Face à l’absence de données de la littérature, j’ai pris l’habitude de documenter les situations et les terrains, sur lesquels d’une certaine manière je travaillais et interagissais avec autrui dans une position « d’enquête «  permanente au sens de Dewey (2006). Les conditions d’exercice d’une certaine écoute ou d’un certain travail de formation, dans certains contextes, nécessitaient de la part de ceux qui désiraient s’y engager des réaménagements assez considérables.

La quantification de l’incertitude en médecine est régulièrement examinée par les sciences sociales (Porter, 1986 ; Mattews, 1995) et la sociologie de la médecine a rencontré régulièrement cette problématique (Carricaburu et Ménoret, 2004). L’incertitude en médecine est « un nouveau cadre cognitif qui va apparaître après la seconde guerre mondiale pour décrire la rémission et des états de guérison encore très précaires  notamment  dans  le cancer » (Ménoret, 2010, p. 130), mais quand va apparaître le sida, dans les années quatre- vingt, penser et agir en situation d’incertitude vont devenir l’ordinaire et le quotidien de tous les acteurs de l’épidémie. Nous avions le sentiment de ne pas disposer de connaissances ou de compétences suffisantes pour agir.

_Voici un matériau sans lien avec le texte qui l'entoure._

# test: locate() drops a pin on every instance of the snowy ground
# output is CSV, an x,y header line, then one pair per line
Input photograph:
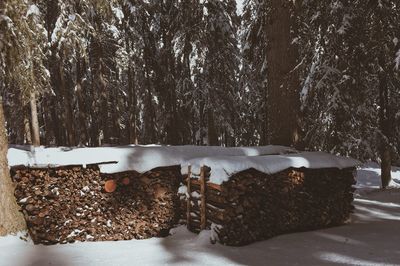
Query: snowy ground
x,y
371,238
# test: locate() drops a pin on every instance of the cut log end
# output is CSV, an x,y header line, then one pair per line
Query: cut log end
x,y
110,186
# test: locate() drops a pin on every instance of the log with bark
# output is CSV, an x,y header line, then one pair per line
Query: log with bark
x,y
253,206
68,204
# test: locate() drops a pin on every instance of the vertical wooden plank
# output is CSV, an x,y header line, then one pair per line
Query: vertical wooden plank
x,y
189,197
203,218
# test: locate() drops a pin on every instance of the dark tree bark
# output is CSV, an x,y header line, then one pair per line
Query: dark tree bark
x,y
11,220
283,100
212,132
68,119
385,128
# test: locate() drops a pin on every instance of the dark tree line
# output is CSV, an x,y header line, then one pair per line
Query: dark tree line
x,y
319,75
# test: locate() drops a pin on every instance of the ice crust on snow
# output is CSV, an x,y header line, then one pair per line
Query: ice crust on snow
x,y
224,162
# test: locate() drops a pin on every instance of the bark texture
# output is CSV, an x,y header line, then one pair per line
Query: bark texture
x,y
283,82
35,121
11,220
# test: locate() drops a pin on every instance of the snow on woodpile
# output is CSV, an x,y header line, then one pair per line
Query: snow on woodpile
x,y
223,161
222,167
253,205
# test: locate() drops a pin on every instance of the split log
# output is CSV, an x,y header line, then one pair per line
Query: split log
x,y
67,204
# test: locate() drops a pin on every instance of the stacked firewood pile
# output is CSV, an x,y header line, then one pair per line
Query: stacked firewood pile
x,y
68,204
254,206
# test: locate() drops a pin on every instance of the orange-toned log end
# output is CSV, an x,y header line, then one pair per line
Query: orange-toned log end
x,y
110,186
125,181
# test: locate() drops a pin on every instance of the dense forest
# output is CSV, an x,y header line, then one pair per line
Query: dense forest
x,y
317,75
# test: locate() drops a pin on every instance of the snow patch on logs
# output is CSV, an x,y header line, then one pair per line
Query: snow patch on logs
x,y
223,161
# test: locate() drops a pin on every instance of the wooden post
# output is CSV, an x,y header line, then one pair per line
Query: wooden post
x,y
203,218
189,197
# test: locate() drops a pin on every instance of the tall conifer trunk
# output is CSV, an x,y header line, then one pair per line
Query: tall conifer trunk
x,y
283,100
35,120
11,220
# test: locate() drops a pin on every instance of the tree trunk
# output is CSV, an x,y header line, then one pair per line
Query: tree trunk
x,y
35,121
385,127
283,100
212,132
83,136
27,130
11,220
67,105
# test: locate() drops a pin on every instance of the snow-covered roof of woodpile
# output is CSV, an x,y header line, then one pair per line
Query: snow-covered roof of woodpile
x,y
223,161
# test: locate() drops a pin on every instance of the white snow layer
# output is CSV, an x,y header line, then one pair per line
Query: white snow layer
x,y
370,238
223,161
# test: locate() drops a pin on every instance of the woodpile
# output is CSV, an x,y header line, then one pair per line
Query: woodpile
x,y
68,204
253,206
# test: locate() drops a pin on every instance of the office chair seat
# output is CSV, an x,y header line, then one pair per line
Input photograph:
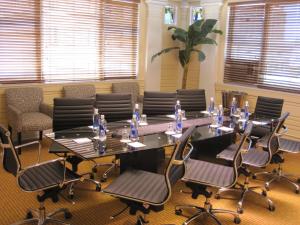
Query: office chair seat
x,y
45,175
139,185
290,146
58,149
210,173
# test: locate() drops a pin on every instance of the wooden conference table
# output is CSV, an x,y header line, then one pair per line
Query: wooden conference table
x,y
207,141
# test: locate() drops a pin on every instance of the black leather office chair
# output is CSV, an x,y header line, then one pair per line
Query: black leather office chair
x,y
199,175
114,106
259,157
268,108
192,100
71,113
47,178
159,103
285,146
142,190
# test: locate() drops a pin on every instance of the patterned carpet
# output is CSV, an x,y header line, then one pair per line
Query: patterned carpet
x,y
94,208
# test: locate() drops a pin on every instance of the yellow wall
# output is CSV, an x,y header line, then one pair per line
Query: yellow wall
x,y
291,101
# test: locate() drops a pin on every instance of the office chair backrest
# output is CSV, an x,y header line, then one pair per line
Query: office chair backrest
x,y
175,167
114,106
273,142
69,113
268,107
11,161
237,159
159,103
192,100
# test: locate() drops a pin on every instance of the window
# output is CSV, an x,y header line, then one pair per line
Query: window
x,y
263,44
68,40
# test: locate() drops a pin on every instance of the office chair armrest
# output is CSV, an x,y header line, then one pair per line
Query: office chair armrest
x,y
187,156
46,109
282,132
32,143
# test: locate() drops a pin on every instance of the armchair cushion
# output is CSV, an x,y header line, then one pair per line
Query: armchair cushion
x,y
45,175
35,121
46,109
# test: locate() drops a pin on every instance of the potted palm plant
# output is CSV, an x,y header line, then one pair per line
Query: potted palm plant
x,y
195,36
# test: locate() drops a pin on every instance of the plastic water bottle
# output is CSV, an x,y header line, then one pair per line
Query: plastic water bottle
x,y
211,106
246,110
220,115
233,106
102,141
102,123
177,108
95,120
179,122
134,136
137,113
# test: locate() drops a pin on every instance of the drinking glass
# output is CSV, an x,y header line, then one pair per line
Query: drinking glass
x,y
143,119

Les chercheurs en sciences humaines et sociales avaient la tâche d’étudier et aussi de comprendre les circonstances dans lesquelles l’épidémie se diffusait dans certains groupes sociaux, les réponses des populations, leurs réactions, les représentations des personnes atteintes, les styles de vie spécifiques à des groupes comme les utilisateurs de drogue par voie intraveineuse, les homosexuels masculins et les prostitués de deux sexes. L’éducation, la formation des soignants, les modèles d’intervention étaient considérés comme des modèles opératoires de mise en œuvre d’actions pensées à partir des résultats des recherches conduites en sciences sociales.

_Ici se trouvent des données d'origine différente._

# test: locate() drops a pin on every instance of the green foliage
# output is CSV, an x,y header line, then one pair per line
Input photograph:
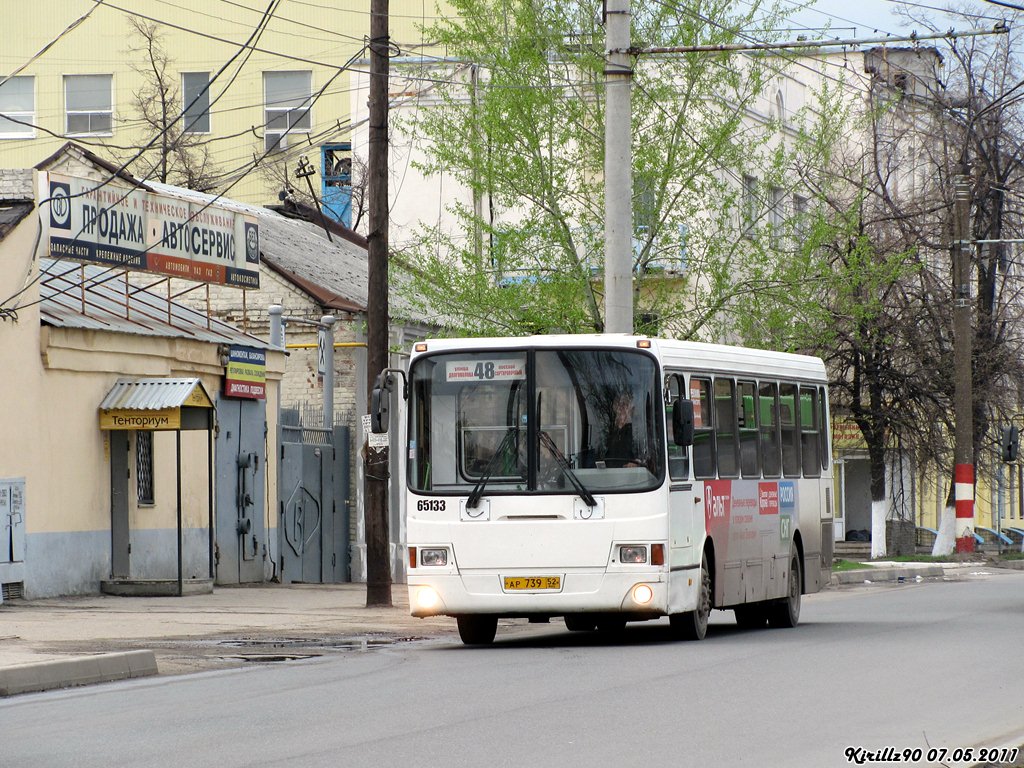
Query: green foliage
x,y
520,124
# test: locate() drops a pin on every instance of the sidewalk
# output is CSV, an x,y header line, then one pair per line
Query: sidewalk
x,y
882,570
58,642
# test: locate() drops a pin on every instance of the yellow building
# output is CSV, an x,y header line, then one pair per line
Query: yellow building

Cela a posé d’emblée en France des questions sur le faible engagement de notre champ disciplinaire. Il n’y a eu en France par exemple, aucune unité de recherche en sciences de l’éducation, à la différence des pays anglo-saxons, ayant choisi l’objet sida comme champ de recherches et il a fallu attendre 1996 pour que la Revue Française de Pédagogie consacre un numéro spécial à l’éducation à la santé comprenant un article sur le sida. Cet article rédigé par Manderscheid, Galichet et Aventurin décrit un dispositif pédagogique proposant aux élèves de réagir face à des propos de séropositifs et de les faire réfléchir sur ces propos, tout en leur permettant de redécouvrir des grands textes classiques de la littérature à la lumière de problèmes actuels. Ce numéro spécial est un numéro sur le positionnement des sciences de l’éducation face à l’éducation à la santé. On peut s’étonner de l’évitement de l’objet « sida » comme objet de recherche en sciences de l’éducation alors que ses composantes éducatives et préventives sont très présentes dans les pays anglo-saxons en sciences de l’éducation.

En revanche la sociologie et la psychologie ont donné lieu très tôt dans leur histoire à la création d’un champ spécifique celui de la santé. Comme le rappelle Jodelet (2006, p. 219)

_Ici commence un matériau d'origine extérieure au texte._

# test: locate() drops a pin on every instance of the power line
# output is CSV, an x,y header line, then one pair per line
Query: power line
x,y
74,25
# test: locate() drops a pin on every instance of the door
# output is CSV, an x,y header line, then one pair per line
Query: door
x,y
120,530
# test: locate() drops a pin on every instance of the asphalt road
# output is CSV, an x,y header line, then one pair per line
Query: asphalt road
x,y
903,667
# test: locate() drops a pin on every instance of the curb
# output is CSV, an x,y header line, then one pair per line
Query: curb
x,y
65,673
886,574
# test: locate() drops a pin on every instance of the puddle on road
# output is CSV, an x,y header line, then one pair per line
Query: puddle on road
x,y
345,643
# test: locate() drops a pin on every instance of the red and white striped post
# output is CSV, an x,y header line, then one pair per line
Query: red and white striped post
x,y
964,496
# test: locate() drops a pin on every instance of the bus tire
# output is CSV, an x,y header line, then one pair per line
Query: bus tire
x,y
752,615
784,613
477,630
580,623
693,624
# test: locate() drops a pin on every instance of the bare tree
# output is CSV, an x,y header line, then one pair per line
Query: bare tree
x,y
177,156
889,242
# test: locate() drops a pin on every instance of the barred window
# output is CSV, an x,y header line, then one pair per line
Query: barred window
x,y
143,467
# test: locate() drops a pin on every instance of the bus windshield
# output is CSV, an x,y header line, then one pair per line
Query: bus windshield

« La psychologie de la santé a connu, depuis les années 1980, un fort développement en Europe, faisant écho à l’expansion et l’institutionnalisation de cette discipline aux États-Unis, dix ans plus tôt ». La sociologie médicale est née dès 1948 notamment avec les contributions de T. Parsons sur les rôles sociaux du médecin et du patient. Aussi « la maladie, signifiant social, fait objet de discours qui, variant en fonction de l’histoire et selon les insertions sociales et groupales des acteurs, donne sens et orientations aux pratiques privées et institutionnelles » (Jodelet, 2006, p. 220).